Environment:Alibaba ROLL SGLang Inference Environment
| Knowledge Sources | |
|---|---|
| Domains | Infrastructure, LLM_Inference |
| Last Updated | 2026-02-07 19:00 GMT |
Overview
SGLang inference backend environment supporting versions 0.4.6, 0.4.10, 0.5.2, 0.5.4, and 0.5.5 with strict version enforcement and version-specific patches.
Description
This environment provides the SGLang inference backend for ROLL. Unlike vLLM which issues a warning for unsupported versions, SGLang raises NotImplementedError for any untested version, making version compliance strictly mandatory. The framework applies version-specific patches for engine initialization, NCCL configuration, and CUDA settings. SGLang removes `PYTORCH_CUDA_ALLOC_CONF` to avoid conflicts and configures `CUDA_DEVICE_MAX_CONNECTIONS=4` and `CUDA_MODULE_LOADING=AUTO`.
Usage
Use this environment when configuring actor_infer workers with the SGLang backend. SGLang provides continuous batching and automatic batch management, making `infer_batch_size` configuration ineffective.
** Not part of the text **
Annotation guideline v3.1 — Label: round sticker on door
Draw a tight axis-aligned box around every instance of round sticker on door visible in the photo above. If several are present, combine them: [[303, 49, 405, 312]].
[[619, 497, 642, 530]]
The number of inference engines is determined by `len(device_mapping) // num_gpus_per_worker`.
System Requirements
| Category | Requirement | Notes |
|---|---|---|
| Hardware | NVIDIA GPU with CUDA support | ROCm not tested for SGLang |
| VRAM | Controlled by `mem_fraction_static` | Default 0.7 (70% of GPU memory) |
Dependencies
Python Packages
- `sglang[srt,torch-memory-saver]` == 0.4.6.post4 (torch 2.6.0) or 0.5.2 (torch 2.8.0)
- `cuda-bindings` == 12.9.0 (torch 2.6.0 setup only)
- `transformers` == 4.51.1 (torch 2.6.0 setup)
- `flashinfer` (installed as SGLang dependency)
Credentials
- `CUDA_DEVICE_MAX_CONNECTIONS`: Set to `4` (configured internally)
- `CUDA_MODULE_LOADING`: Set to `AUTO` (configured internally)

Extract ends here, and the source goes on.